Deion Harris

Hamburg Sea Devils (ELF)
- Position: Cornerback
- Roster status: active

Personal information
- Born: December 18, 1995 (age 30)
- Listed height: 6 ft 3.1 in (1.91 m)
- Listed weight: 224.7 lb (102 kg)

Career information
- High school: Hibbing High School (Hibbing, Minnesota)
- College: North Dakota
- NFL draft: 2019 (undrafted)

Career history
- Washington Redskins (2019)*; DC Defenders (2020); Toronto Argonauts (2022); Hamburg Sea Devils (2023–present);
- * Offseason or practice squad member only

Awards and highlights
- First-team All-Big Sky (2016);
- Stats at Pro Football Reference

= Deion Harris =

American gridiron football player (born 1995)

Deion Harris (born 18 December 1995) is an American football cornerback who plays for the Hamburg Sea Devils in the European League of Football. He played college football at North Dakota.

==Early life==
Harris attended Hibbing High School in Hibbing, Minnesota. As a senior, he was a quarterback on offense and a safety on defense. He was named to the All-Conference team in each of his final two high school years. On National Signing Day in February 2014, he was introduced as a recruit to the North Dakota Fighting Hawks after verbally committing to the university back in December.

==College career==
As a freshman at North Dakota, Harris appeared in all twelve games as a reserve at the cornerback position and on special teams. As a sophomore, he started every game and recorded 12 pass break-ups, which tied for the most passes defended in the Division I era for the Fighting Hawks. In his junior year in 2016, he recorded 36 tackles and nine pass break-ups. His five interceptions led all players in the Big Sky Conference. As a result, he was selected to the FCS All-American as well as the All-Big Sky first team by the AFCA and AP. In July 2017, Harris tore his left Achilles tendon during a workout, causing him to sit out a year as a medical redshirt and play his final year of college in 2018. In the process, he recorded 24 tackles and seven pass break-ups.

==Professional career==
After being projected as a draft pick prior to his injury, he went undrafted in the 2019 NFL draft. He participated in a minicamp with the Green Bay Packers in the spring before being signed by the Washington Redskins (now Washington Commanders) in May 2019. He appeared in four games during the preseason, recording eight tackles and four pass break-ups. On August 30, Harris was released by the Redskins as part of the final roster shuffle. He was then placed on the practice squad, from which he was released on October 8.

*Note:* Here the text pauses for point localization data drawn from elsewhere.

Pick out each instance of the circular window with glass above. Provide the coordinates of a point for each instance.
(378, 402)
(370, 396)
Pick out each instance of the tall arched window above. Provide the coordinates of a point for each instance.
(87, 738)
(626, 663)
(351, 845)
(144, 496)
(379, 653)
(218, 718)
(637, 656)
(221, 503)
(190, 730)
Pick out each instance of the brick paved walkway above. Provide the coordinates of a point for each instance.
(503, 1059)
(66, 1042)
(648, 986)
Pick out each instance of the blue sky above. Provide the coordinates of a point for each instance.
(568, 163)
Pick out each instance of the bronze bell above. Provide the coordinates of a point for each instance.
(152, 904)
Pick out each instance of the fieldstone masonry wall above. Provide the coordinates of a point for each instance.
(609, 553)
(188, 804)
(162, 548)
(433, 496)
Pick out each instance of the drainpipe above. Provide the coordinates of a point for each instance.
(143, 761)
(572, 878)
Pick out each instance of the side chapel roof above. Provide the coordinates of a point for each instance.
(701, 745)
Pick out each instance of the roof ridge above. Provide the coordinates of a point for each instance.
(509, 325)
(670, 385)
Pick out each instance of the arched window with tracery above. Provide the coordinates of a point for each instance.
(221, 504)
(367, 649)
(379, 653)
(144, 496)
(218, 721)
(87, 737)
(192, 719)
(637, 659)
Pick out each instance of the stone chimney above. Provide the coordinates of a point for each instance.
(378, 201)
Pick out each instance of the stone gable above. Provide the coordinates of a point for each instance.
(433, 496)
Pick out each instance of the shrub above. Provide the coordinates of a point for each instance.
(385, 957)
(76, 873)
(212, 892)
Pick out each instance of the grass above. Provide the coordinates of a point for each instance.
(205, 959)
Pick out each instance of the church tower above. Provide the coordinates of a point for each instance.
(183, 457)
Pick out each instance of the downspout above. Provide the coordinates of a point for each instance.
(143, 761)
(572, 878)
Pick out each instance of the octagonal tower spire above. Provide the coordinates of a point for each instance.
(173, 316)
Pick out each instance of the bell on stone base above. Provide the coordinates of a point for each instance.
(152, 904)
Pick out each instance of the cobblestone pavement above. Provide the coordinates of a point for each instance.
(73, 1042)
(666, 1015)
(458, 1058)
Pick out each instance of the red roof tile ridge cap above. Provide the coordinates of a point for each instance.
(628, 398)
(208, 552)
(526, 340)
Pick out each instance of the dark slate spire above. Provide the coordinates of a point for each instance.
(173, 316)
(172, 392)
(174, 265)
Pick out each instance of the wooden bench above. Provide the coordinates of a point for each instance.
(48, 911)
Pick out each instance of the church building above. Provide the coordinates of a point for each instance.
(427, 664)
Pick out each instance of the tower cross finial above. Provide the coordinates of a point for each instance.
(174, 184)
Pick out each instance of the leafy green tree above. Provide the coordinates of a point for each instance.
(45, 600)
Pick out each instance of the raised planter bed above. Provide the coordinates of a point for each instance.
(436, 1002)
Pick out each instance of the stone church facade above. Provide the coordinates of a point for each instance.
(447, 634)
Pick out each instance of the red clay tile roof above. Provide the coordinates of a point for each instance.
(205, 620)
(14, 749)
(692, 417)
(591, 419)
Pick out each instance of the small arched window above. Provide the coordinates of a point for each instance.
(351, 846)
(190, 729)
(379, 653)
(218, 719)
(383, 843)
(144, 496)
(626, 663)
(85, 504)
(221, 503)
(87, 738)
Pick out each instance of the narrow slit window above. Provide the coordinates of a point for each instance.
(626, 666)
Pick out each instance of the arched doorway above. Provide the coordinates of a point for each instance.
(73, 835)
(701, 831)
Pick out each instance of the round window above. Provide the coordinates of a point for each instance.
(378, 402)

In the 2020 XFL season, Harris signed with the DC Defenders. He made his XFL debut in the fourth week of play, which suspended play a week and a half later due to the COVID-19 pandemic. In two games, Harris had five tackles. In April 2022, he was signed by the Toronto Argonauts of the Canadian Football League (CFL). Harris appeared for the team in the preseason, recording one interception. He was released before the start of the season.

Harris signed with the Hamburg Sea Devils of the European League of Football (ELF) ahead of the 2023 ELF season.

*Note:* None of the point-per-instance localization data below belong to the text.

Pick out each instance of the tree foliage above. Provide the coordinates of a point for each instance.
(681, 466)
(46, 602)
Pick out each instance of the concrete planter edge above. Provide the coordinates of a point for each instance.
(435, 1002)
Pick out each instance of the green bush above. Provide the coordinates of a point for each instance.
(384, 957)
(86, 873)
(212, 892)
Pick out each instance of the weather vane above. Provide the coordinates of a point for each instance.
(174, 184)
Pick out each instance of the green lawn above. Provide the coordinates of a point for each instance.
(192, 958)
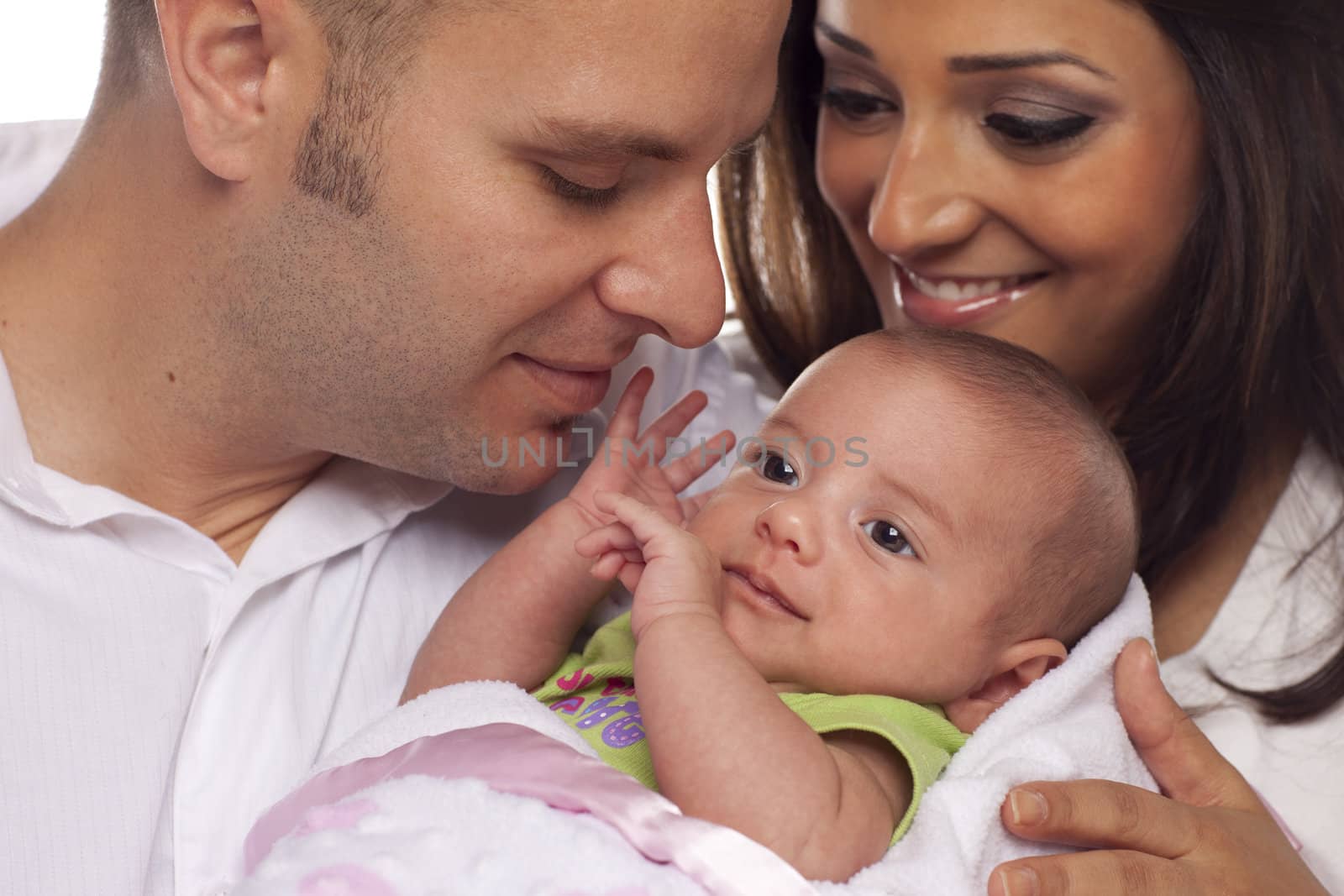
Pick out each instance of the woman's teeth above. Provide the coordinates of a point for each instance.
(954, 291)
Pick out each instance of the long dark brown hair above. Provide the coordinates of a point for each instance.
(1256, 315)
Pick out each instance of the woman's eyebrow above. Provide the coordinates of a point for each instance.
(972, 65)
(844, 40)
(1003, 62)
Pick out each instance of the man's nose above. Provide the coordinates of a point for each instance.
(788, 527)
(669, 271)
(925, 199)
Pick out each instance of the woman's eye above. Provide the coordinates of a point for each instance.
(596, 197)
(855, 105)
(887, 537)
(777, 469)
(1038, 132)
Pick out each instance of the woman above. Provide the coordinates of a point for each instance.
(1148, 195)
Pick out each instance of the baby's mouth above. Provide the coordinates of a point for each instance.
(763, 590)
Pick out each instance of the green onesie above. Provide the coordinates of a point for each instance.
(595, 692)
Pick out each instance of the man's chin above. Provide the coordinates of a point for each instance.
(517, 464)
(503, 481)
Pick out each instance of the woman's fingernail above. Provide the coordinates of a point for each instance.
(1028, 808)
(1019, 882)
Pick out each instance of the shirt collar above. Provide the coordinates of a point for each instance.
(20, 484)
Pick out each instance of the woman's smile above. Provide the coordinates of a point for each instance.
(958, 301)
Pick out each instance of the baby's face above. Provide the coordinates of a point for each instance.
(879, 571)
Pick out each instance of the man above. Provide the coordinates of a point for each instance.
(304, 257)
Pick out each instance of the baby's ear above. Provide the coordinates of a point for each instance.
(1016, 668)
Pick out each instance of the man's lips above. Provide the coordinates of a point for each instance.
(575, 385)
(763, 589)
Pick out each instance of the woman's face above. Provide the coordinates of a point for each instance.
(1025, 170)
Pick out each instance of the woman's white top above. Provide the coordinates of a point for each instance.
(1276, 627)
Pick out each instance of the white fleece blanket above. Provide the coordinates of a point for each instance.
(479, 789)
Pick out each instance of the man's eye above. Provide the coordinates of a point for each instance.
(596, 197)
(887, 537)
(1038, 132)
(777, 469)
(855, 105)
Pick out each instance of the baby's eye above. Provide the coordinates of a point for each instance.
(887, 537)
(777, 469)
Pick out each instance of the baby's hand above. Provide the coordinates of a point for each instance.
(669, 570)
(629, 463)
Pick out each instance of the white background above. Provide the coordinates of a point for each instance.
(49, 58)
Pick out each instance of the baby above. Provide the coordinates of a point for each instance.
(924, 527)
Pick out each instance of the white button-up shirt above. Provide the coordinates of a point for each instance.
(155, 698)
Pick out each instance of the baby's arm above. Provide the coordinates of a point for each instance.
(517, 617)
(725, 746)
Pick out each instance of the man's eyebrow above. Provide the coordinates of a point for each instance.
(591, 140)
(1005, 62)
(844, 40)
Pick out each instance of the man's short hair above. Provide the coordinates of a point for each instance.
(371, 42)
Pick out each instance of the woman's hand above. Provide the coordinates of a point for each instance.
(1209, 833)
(631, 463)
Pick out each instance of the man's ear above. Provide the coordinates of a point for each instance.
(1016, 668)
(235, 69)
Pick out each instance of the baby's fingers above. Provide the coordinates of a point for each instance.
(615, 537)
(685, 470)
(672, 422)
(625, 419)
(640, 519)
(608, 566)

===Professional statistics===

| Year | Team | GP | Tackles |  |  |  |  |  | Interceptions |  |  |  |  |
| Cmb | Solo | Ast | TFL | Yds | Sck | FF | PD | Int | Yds | TD |
European League of Football
| 2023 | Hamburg Sea Devils | 0 | 0 | 0 | 0 | 0 | 0 | 0 | 0 | 0 | 0 | 0 | 0 |
| ELF total |  | 0 | 0 | 0 | 0 | 0 | 0 | 0 | 0 | 0 | 0 | 0 | 0 |
Source: europeanleague.football

==Personal life==
Harris is the son of former NFL player Johnnie Harris.